拒否する気のない日本

oiroke2006-03-03

NHKって道州制に賛成なんだ…。
二日の「あすを読む」という番組の中で、影山日出夫という解説委員が道州制の礼賛を行った。
地方自治」をなしとげるためには、道州制が必要不可欠なんだと。
道州制」ってのは、一個一個の県ではなく「東北」や「中部」というように、行政単位をブロック化して捉えることを言う。
国は「軍事」と「外交」だけ行って、それ以外の「教育」やら「福祉」は地方が自分でやるべきだという言うのである。
要するに、「小さな政府」ですな。
そうすれば、地方が独自に街づくりを行えるし、財政赤字も解消する、っていうんだが…。
 
そもそも「州」って何?
中部とか東北なんていったって、そんなもの便宜上の分類に過ぎないでしょ。
それを恰も、実態をもった文化圏であるかのように見なすのは実に不思議。
秋田と青森がくっついたからといって、一体何のメリットがあるというのだろう?
だいいち、福祉や教育を国から切り離して地方が独自に行うことに、いったいどれほどの意味があるのだ?
「独自の教育行政」?
「独自の福祉事業」?
なにそれ?
そんなものまで、なんで「個性化」しなくちゃいけないのよ?
 
まあ、そんなことは政府にとって大した問題ではないのだろう。
彼らにとって興味のあるのは、「小さな政府」――これだけだ。
「小さな政府」さえ達成すれば、財政赤字も効率的な行政も、総ていっぺんに成し遂げることが出来るっていうんだから、何ともお気楽なものである。

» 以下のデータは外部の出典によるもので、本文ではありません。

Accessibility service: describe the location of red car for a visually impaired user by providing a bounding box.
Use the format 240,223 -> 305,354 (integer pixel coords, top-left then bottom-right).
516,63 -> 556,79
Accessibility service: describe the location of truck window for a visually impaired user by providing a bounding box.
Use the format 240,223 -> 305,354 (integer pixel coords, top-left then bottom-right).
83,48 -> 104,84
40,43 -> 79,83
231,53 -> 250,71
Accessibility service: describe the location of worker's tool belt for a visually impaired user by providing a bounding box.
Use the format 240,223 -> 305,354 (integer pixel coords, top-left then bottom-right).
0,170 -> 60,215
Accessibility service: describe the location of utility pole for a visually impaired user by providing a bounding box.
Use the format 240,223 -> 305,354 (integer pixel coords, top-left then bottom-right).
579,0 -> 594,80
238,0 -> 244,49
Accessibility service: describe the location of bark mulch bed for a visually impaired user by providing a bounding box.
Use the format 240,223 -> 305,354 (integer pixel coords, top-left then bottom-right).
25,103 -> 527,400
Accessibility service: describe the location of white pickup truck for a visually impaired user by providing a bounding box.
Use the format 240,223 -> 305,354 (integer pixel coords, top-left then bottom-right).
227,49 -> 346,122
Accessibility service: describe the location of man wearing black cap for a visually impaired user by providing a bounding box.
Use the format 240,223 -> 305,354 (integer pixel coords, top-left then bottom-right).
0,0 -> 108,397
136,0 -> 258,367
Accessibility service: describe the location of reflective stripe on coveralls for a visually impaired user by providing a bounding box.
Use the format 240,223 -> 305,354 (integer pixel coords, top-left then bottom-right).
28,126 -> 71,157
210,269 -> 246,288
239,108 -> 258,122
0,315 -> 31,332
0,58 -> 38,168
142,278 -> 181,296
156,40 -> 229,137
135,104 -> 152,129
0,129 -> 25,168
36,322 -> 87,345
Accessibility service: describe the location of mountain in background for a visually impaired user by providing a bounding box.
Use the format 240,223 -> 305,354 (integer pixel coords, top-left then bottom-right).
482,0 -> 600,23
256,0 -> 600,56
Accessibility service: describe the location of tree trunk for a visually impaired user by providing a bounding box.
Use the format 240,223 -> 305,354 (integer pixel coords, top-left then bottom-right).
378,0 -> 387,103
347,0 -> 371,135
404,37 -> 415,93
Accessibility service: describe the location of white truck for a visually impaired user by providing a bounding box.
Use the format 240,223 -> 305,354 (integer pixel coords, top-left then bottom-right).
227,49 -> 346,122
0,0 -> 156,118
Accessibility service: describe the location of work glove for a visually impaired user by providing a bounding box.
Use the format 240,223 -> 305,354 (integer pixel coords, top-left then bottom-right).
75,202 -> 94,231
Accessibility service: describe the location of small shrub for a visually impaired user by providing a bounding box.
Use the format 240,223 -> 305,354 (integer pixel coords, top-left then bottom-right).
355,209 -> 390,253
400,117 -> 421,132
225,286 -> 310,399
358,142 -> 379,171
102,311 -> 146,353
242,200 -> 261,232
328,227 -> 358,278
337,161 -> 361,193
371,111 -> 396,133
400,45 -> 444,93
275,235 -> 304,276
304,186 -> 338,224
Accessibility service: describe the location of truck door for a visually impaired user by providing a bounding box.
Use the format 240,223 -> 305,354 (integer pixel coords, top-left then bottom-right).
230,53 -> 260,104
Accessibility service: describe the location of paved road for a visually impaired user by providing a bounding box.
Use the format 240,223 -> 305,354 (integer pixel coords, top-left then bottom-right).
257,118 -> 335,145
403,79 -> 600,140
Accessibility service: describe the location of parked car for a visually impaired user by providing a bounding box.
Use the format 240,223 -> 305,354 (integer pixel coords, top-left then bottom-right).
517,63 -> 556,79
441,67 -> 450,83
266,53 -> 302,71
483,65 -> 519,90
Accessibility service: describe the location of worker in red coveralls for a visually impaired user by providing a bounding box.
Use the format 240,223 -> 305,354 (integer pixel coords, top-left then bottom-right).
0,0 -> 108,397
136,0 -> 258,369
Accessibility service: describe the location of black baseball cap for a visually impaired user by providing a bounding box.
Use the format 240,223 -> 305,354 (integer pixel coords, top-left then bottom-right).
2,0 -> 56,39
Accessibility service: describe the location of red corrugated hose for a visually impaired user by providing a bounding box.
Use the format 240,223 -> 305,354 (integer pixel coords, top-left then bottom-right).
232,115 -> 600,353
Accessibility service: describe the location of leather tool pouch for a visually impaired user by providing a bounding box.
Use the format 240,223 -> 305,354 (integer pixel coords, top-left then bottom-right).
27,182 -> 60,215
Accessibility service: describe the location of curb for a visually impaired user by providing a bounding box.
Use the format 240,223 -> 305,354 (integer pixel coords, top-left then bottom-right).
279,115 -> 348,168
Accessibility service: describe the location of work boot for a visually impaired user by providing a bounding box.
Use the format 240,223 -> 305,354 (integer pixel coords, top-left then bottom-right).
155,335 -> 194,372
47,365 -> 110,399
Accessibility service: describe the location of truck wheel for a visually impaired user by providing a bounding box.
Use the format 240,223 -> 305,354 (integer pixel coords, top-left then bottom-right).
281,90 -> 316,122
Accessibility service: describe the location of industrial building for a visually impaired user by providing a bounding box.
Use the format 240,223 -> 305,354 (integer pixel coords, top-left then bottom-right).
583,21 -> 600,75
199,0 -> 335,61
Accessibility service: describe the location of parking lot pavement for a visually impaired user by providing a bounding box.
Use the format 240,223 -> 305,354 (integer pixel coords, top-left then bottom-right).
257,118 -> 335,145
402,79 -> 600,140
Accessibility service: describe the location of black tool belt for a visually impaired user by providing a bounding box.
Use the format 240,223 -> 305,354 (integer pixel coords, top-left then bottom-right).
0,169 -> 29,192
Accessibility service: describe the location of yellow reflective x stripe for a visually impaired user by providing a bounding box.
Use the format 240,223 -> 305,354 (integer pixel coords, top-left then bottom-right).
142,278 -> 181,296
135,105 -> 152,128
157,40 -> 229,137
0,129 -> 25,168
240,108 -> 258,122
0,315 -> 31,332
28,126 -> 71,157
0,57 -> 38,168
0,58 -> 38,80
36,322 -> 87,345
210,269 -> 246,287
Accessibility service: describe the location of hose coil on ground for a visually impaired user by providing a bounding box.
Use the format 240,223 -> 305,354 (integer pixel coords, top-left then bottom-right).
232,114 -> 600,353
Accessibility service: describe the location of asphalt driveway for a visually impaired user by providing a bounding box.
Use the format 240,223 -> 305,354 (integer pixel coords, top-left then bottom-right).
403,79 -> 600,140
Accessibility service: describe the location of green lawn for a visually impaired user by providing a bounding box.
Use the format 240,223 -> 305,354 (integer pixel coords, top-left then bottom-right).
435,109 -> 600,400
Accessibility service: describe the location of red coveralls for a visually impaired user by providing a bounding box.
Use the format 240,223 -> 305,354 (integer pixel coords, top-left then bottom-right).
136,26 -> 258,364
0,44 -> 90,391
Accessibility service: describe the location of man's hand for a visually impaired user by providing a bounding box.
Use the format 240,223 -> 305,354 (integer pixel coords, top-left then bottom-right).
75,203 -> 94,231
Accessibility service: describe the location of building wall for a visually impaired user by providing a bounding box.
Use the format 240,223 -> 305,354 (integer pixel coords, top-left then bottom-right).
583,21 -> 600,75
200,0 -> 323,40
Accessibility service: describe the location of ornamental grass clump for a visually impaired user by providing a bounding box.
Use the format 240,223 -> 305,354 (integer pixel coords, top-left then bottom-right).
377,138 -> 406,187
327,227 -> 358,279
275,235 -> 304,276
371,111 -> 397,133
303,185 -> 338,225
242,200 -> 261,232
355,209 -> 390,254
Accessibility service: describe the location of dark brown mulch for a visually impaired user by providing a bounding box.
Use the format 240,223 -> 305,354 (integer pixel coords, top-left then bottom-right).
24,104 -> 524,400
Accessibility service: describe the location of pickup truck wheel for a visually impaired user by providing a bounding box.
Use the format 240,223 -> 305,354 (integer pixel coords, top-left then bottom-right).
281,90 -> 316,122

そうすれば、アメリカみたいに効率的で合理的な行政府が出来上がる…
って、そんなわけねーじゃん!
 
だいいち、今のアメリカってブッシュの失政のおかげで財政赤字は膨らむばかり。
それでいながら、イラクで戦争起こしたり、教育予算を減らして学校をスラムにしてるのだ。
こんなのが、望ましい社会なわけ?
それもこれも、連中の政策が「小さな政府」だからだよ!
そもそも、政府の「小さい」っていうのは、ただその守備範囲が「大きな政府」と比べて小さいってだけのことである。そこには「効率性」も関係なければ、「無駄づかいを減らす」という意味も無い。単なる、間口の狭さがあるだけだ。
これを家庭でたとえるなら、夫の給料が減ったので、奥さんは夕食のメニューの品数を減らすことにした。「まず、サラダを減らして、味噌汁を減らして…」
それで最後に残したのが、なぜかステーキ!
しかもごく厚。
それ以外の食事から栄養をとれないから、ステーキの厚さだけは日に日にものスゴイことになっていく…
ってのが、現在のアメリカが行っていることだし、これからの日本が進む道だ。
 
そんなのがどうして望ましいことなわけ?
最近の牛肉の輸入問題でアメリカ政府がとった態度がはっきりと「小さな政府」というものの実態を表している。
 
狂牛病で消費者が病気になるかも…だって? そんなこと俺たちの知ったことか!?」
 
国は、軍事と外交以外について、何の責任も負うつもりがない。
ただ、それだけのことです。
 
関岡英之「拒否できない日本 アメリカの日本改造が進んでいる」(文春新書)
突っ込みは足りないけど、日本のアメリカ化を考えるには大変参考になるいい本です。